Vice: Qui t’a coupé les cheveux? J’aime bien. Sasha, 13 ans: Merci. C’est ma copine, Svetlana, qui m’a coupé les cheveux, il n’y a pas longtemps. Ça me plaît beaucoup. Parle-moi de ta copine… On s’entend bien. On parle beaucoup et on fait du vélo ensemble, ou on part se promener. C’est bien d’avoir quelqu’un. Vous vous tenez la main, vous vous embrassez? Oui. Mais c’est interdit par le règlement, alors on se cache des infirmières. Ne leur dis rien, d’accord? Tu prends des médicaments? Parfois, une infirmière me donne un cachet. Je crois que ce sont des vitamines. Tu en prends souvent? Deux fois par semaine, à peu près. Il y a des enfants ici qui en prennent carrément plus. Les infirmières disent que c’est pour leur système immunitaire. Qu’est-ce que tu sais sur le VIH? C’est une maladie qui te tue. Et quoi d’autre? Tu peux l’attraper en étant en contact avec des gens qui l’ont. Je pense qu’on ne devrait jamais avoir de contact avec des personnes qui sont contaminées. Elles devraient vivre dans des lieux séparés. Qu’est-ce que tu sais sur ta mère?
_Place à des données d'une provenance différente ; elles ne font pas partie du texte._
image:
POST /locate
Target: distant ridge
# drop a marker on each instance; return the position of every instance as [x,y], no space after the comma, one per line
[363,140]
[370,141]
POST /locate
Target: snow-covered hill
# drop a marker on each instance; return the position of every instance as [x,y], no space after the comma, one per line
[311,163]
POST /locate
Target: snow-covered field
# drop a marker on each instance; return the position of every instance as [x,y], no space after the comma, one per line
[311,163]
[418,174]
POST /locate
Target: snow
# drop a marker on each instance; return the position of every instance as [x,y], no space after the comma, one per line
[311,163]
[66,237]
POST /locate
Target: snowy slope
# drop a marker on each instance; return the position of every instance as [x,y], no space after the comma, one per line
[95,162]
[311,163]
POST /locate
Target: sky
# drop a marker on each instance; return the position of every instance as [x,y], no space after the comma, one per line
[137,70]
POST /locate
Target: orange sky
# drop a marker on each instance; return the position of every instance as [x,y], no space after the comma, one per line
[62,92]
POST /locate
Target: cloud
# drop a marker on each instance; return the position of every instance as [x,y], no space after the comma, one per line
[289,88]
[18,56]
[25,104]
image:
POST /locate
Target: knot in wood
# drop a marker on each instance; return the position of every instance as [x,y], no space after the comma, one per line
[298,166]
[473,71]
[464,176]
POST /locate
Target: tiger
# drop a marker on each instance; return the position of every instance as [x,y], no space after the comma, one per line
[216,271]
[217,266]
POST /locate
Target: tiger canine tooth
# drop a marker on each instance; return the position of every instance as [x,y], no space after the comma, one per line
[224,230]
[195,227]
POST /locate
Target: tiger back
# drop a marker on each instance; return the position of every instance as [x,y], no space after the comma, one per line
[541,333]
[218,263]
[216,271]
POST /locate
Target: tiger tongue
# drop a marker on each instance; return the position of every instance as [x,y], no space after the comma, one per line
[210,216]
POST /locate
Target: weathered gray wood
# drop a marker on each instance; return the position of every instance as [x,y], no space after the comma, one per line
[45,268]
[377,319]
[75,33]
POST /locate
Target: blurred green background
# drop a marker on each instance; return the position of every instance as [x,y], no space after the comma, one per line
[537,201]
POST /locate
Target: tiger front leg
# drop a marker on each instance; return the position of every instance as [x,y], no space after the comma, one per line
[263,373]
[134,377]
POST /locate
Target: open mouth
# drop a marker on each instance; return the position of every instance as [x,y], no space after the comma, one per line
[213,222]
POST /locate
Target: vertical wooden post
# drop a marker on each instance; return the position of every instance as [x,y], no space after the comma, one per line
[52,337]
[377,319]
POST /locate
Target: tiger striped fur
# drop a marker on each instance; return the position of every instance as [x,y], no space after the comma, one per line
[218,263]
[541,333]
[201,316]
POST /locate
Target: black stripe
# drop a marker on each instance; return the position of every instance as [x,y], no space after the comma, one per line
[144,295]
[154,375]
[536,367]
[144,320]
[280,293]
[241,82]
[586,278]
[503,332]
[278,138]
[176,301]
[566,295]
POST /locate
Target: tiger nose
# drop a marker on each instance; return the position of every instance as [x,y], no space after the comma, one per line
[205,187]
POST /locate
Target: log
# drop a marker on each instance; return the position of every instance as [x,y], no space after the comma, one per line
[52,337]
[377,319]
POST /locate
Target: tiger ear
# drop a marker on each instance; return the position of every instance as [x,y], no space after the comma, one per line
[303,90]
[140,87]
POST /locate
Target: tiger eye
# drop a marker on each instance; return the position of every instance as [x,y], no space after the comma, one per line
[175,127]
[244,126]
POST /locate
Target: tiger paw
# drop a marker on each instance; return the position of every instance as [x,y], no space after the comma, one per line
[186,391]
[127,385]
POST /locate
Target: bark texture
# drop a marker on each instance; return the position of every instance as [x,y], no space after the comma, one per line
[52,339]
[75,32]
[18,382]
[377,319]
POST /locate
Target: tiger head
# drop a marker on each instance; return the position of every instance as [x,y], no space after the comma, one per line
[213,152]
Elle était très malade. C’est pour ça que je suis ici. Elle est morte à l’hôpital quand j’avais 2 ans. Moi-même, j’ai passé les premières années de ma vie à l’hôpital. Quand j’étais petit, j’ai eu besoin de soins particuliers. Mon cœur était trop faible, un truc comme ça. Je ne sais pas vraiment ce que j’avais. Qu’est-ce que tu sais sur ton père? Rien. Qu’est-ce que tu lui demanderais si tu le rencontrais? Je voudrais tout savoir sur lui, ce qu’il fait dans la vie, pourquoi il nous a abandonnés, ma mère et moi. Mais je n’y pense pas trop. Il ne faut pas montrer tes faiblesses, sinon les autres te maltraitent.